You need to do some serious and pervasive design work. YAGNI is a principle that keeps you on a plateau of solutions that can be reached with least expenditure of energy... and modern computer science has not yet lifted it to a stage where YAGNI will ever get you to human intelligence. You Are Gonna Need It. If you think that you can even get to Joe Average without significant design work, you'll fail. Or, worse, you'll succeed and haven't a darn clue why... which combination of cobbled-together pieces and third-party model-modules got you intelligence?

I think you focus too much on the Turing Test. If you wish to walk before you can run, go for the intelligence of a Mutt... which can get around in the world, survive, cannot learn Riemann Sums for its life, and absolutely cannot hold a conversation with a human. That will be the path I take.

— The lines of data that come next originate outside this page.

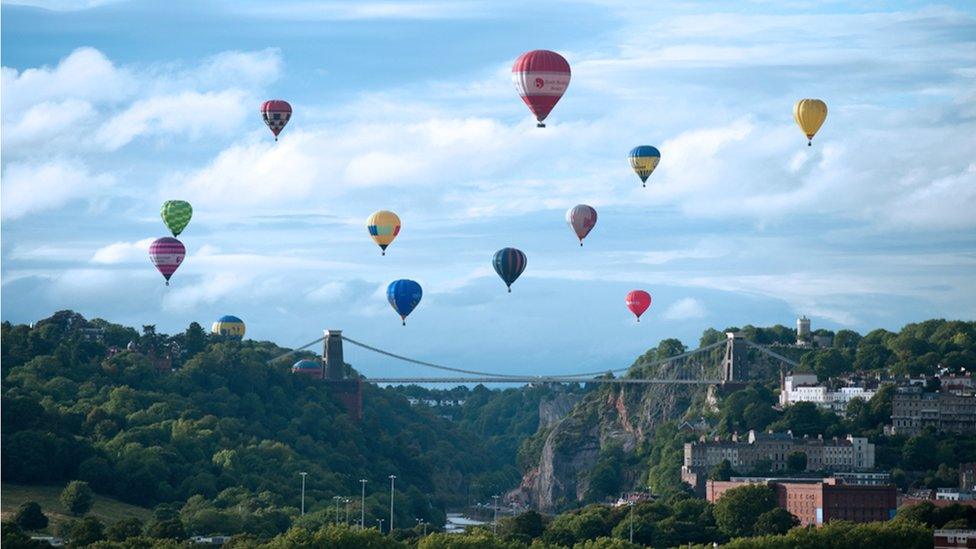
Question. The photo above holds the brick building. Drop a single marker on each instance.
(819, 501)
(913, 410)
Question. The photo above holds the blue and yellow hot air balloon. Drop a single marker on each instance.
(228, 325)
(643, 159)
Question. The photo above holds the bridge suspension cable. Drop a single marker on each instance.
(421, 362)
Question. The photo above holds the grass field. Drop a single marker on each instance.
(107, 510)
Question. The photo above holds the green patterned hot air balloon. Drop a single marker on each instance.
(176, 214)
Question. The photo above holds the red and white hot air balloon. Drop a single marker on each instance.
(541, 77)
(581, 219)
(638, 301)
(276, 114)
(167, 254)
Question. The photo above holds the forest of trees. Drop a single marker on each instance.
(215, 441)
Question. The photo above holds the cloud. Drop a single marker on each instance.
(123, 252)
(685, 309)
(59, 108)
(29, 188)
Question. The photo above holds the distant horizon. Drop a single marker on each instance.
(411, 107)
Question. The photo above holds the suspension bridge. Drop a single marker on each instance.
(672, 370)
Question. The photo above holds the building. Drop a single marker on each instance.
(954, 539)
(772, 450)
(819, 501)
(913, 410)
(804, 387)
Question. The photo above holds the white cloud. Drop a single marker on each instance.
(30, 188)
(685, 309)
(123, 252)
(190, 113)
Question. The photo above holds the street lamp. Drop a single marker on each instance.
(494, 522)
(392, 483)
(631, 503)
(362, 505)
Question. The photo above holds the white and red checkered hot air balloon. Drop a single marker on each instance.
(276, 114)
(541, 77)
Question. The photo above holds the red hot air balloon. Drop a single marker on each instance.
(167, 254)
(638, 301)
(541, 77)
(276, 114)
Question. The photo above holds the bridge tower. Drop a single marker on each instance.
(734, 366)
(348, 391)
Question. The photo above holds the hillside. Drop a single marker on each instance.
(108, 510)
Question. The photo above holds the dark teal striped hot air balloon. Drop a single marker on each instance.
(509, 264)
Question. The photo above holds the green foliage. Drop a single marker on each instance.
(30, 517)
(77, 497)
(775, 522)
(124, 529)
(86, 531)
(739, 509)
(844, 535)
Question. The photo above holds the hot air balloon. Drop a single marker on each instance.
(167, 253)
(383, 227)
(404, 295)
(644, 159)
(276, 114)
(638, 301)
(509, 264)
(810, 115)
(228, 325)
(581, 219)
(176, 215)
(541, 78)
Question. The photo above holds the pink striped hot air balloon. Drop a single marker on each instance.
(541, 77)
(167, 254)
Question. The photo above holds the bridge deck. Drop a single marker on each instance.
(541, 379)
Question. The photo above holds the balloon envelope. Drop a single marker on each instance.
(643, 159)
(167, 254)
(581, 219)
(810, 115)
(509, 264)
(541, 78)
(383, 226)
(276, 114)
(176, 215)
(404, 295)
(638, 301)
(228, 325)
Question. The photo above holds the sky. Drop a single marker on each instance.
(110, 108)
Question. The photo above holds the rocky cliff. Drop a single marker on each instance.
(622, 416)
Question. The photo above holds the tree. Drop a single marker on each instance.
(77, 497)
(722, 471)
(86, 531)
(124, 529)
(776, 521)
(737, 511)
(796, 462)
(30, 517)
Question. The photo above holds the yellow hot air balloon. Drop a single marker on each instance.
(383, 227)
(809, 115)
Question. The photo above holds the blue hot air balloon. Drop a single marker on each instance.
(509, 264)
(404, 295)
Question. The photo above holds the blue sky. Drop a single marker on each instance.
(111, 107)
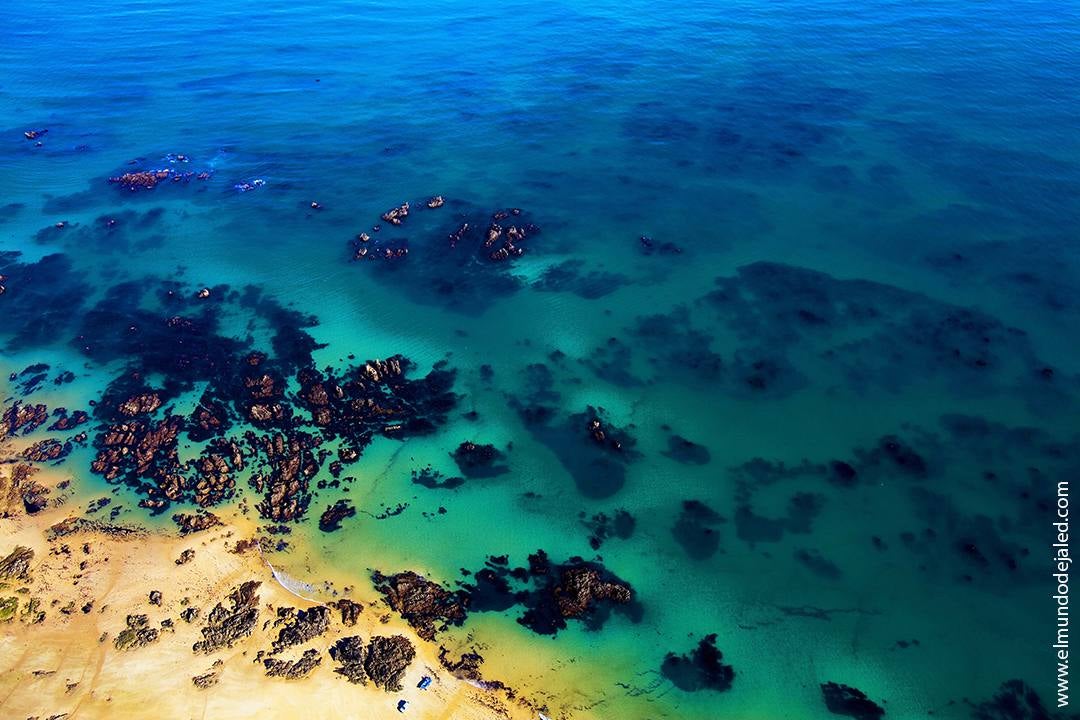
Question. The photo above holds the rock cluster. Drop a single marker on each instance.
(424, 605)
(136, 635)
(700, 669)
(16, 566)
(385, 660)
(301, 626)
(293, 669)
(231, 622)
(331, 519)
(847, 701)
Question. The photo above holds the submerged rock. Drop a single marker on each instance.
(478, 461)
(421, 602)
(1014, 701)
(701, 669)
(350, 611)
(847, 701)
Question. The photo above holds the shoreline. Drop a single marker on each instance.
(67, 649)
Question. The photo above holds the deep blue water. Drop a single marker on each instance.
(863, 222)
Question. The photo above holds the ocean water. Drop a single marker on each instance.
(875, 208)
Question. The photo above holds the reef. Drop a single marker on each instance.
(331, 519)
(1014, 701)
(424, 605)
(602, 527)
(350, 652)
(19, 492)
(549, 594)
(697, 529)
(700, 669)
(480, 461)
(847, 701)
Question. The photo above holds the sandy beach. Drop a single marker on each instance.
(86, 578)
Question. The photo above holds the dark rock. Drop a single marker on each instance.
(350, 611)
(16, 566)
(842, 474)
(434, 479)
(387, 660)
(229, 623)
(196, 522)
(48, 450)
(1014, 701)
(204, 681)
(23, 419)
(350, 653)
(686, 451)
(478, 461)
(136, 635)
(302, 626)
(701, 669)
(696, 530)
(842, 700)
(293, 669)
(421, 602)
(331, 519)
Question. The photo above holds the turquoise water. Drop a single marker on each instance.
(876, 206)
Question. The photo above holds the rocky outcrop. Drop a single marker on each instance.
(700, 669)
(847, 701)
(421, 602)
(196, 521)
(140, 404)
(478, 461)
(205, 681)
(387, 660)
(395, 215)
(331, 519)
(349, 653)
(22, 419)
(230, 621)
(350, 611)
(48, 450)
(293, 669)
(289, 464)
(19, 492)
(136, 635)
(581, 586)
(16, 566)
(466, 667)
(301, 626)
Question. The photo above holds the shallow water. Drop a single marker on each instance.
(876, 207)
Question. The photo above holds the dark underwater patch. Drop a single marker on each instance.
(697, 530)
(40, 300)
(702, 668)
(849, 702)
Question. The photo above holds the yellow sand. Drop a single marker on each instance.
(64, 666)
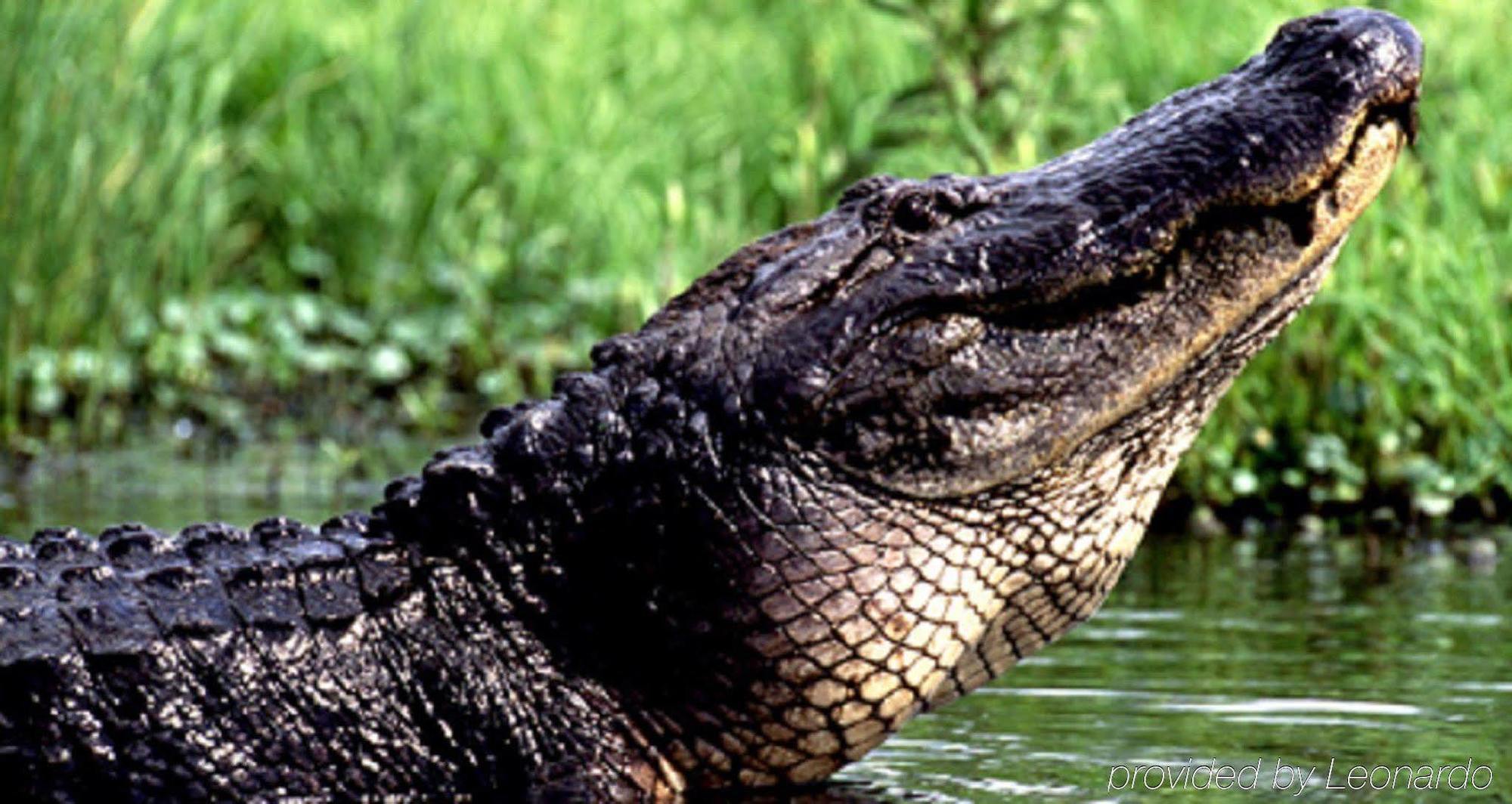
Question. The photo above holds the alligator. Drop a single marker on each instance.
(850, 475)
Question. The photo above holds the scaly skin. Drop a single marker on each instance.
(854, 474)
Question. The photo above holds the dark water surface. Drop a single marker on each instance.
(1210, 652)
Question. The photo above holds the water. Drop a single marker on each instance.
(1222, 652)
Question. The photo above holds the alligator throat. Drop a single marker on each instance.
(854, 474)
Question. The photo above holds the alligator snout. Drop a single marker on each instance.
(1363, 55)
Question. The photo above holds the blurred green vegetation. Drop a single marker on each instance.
(244, 212)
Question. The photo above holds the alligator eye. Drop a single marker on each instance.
(912, 215)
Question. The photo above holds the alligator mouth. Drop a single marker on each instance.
(1393, 122)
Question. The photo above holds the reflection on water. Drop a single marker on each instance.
(1224, 652)
(1215, 652)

Interesting that animals can do physical navigation pretty well, but do not communicate beyond the basics very effectively. A chimp may be able to make a nice banana split with training, but would fail a Turing Test.

Indeed, that is true. And pigeons can play piano. Do not underestimate the mutt.


A hypothetical AI Turing Test chat:

(Per = person, Bot = AI-box)

Per: Describe an apple

Bot searches dictionary

Bot: A round-shaped fruit

Per: What color is it?

Bot googles "apple color". "Red" appears most often, but green and yellow also appear. Using this rank, it uses its standard frequency-ranking response.

Bot: Apples are usually red, but can be green and yellow.

Per: Do apples bounce?

Bot googles for "apple bounce" (perhaps with variations such as "bounce apples"). Finds infrequent references. Uses standard low-frequency response.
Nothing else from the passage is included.